What books to read? There are old ones: Small is Beautiful, E.F. Schumacher, 1973; new ones:Eaarth: Making a Life on a Tough New Planet (2010) and Oil and Honey: The Education of an Unlikely Activist, 2013, Bill McKibbon; This Changes Everything, Naomi Kline, 2015; novels, Flight Behavior, Barbara Kingsolver, 2012; overlooked:Grassland, 1995, and all Richard Manning’s other books; 10-15 years ago: Collapse:How Societies Choose to Fail or Succeed, Jared Diamond, 2005; Ishmael and its sequels, Daniel Quinn, 1992, 1997; these are my favorites, but the list can go on and on. The problems brought up in these books have yet to be solved, so, in spite of their age, they are still relevant.
And then there is Wendell Berry. Nearly every contemporary book about the environment mentions Wendell Berry in one capacity or another. Our group became curious about him and decided to read one of his books. Upon checking further we found out he has authored dozens of novels, short stories, poems, and essays. Which one should we choose?
It was suggested that we each choose a book that especially appealed to each of us (and was available at the library) and at the next meeting each person would make a brief report on their choice. Amazingly, no two chose the same book. It has been the consensus that that was the best meeting we have ever held.

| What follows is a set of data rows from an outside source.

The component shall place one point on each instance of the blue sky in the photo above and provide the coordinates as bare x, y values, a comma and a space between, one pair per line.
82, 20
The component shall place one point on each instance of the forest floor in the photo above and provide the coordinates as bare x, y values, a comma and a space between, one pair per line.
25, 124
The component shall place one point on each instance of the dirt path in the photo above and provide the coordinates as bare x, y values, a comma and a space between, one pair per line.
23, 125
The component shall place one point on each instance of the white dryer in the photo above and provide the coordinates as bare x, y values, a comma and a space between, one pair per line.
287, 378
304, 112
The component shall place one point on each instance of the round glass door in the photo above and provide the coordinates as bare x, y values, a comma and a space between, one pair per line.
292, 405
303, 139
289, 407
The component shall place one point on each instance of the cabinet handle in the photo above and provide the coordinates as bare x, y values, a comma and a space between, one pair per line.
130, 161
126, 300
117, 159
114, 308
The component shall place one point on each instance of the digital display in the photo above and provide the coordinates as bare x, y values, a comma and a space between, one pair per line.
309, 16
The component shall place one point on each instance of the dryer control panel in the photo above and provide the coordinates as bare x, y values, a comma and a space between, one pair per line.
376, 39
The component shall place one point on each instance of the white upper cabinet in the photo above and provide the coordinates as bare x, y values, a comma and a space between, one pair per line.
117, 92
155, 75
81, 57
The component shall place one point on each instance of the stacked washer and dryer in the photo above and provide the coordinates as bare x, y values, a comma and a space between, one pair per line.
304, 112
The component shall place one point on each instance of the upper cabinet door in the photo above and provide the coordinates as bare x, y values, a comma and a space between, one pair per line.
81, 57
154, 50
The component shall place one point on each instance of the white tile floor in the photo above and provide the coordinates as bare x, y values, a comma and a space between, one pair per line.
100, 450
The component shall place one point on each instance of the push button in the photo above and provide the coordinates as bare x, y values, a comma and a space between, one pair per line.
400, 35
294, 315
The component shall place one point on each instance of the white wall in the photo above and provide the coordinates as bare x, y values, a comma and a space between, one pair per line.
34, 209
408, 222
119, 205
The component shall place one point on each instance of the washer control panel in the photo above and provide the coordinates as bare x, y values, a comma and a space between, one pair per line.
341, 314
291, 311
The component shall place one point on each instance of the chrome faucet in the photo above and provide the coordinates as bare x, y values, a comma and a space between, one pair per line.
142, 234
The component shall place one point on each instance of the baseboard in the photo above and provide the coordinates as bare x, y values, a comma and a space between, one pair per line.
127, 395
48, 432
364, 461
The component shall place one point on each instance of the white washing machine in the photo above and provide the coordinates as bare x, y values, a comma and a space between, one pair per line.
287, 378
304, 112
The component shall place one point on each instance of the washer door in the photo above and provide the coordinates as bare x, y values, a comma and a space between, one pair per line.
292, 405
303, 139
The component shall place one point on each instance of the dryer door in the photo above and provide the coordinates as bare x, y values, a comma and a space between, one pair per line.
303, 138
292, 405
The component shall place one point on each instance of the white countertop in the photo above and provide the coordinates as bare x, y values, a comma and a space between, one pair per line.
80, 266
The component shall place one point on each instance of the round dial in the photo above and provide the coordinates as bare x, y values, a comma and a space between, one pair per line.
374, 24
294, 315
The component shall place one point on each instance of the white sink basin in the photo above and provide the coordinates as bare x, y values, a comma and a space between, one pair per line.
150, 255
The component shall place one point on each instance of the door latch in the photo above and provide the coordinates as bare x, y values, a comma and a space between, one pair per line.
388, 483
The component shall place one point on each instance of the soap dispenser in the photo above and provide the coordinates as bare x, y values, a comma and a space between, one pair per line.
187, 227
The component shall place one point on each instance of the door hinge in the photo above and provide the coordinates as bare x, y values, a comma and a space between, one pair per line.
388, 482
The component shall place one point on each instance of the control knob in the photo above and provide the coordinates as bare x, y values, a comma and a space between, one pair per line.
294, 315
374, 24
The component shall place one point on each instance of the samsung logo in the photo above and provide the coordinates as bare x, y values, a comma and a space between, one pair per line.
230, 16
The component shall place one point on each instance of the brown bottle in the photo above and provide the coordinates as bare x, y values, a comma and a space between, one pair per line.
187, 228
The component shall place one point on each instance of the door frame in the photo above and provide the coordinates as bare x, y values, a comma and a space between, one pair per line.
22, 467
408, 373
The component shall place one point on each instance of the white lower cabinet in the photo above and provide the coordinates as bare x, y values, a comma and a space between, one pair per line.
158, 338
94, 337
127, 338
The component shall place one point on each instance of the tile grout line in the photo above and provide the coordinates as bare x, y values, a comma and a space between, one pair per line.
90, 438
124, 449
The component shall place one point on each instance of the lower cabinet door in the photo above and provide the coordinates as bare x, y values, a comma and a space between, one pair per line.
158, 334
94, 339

Until maybe last Friday. We had chosen Mr. Berry’s latest book, just released in February, Our Only World, a collection of 10 essays. Each person was asked to choose their favorite essay and speak to it at the meeting.
My choice was the last chapter, “On Being Asked for a Narrative for the Future.” Mr Berry laments that while the theme of climate change grows ever more famous and fearful, land abuse is growing worse, noticed by almost nobody.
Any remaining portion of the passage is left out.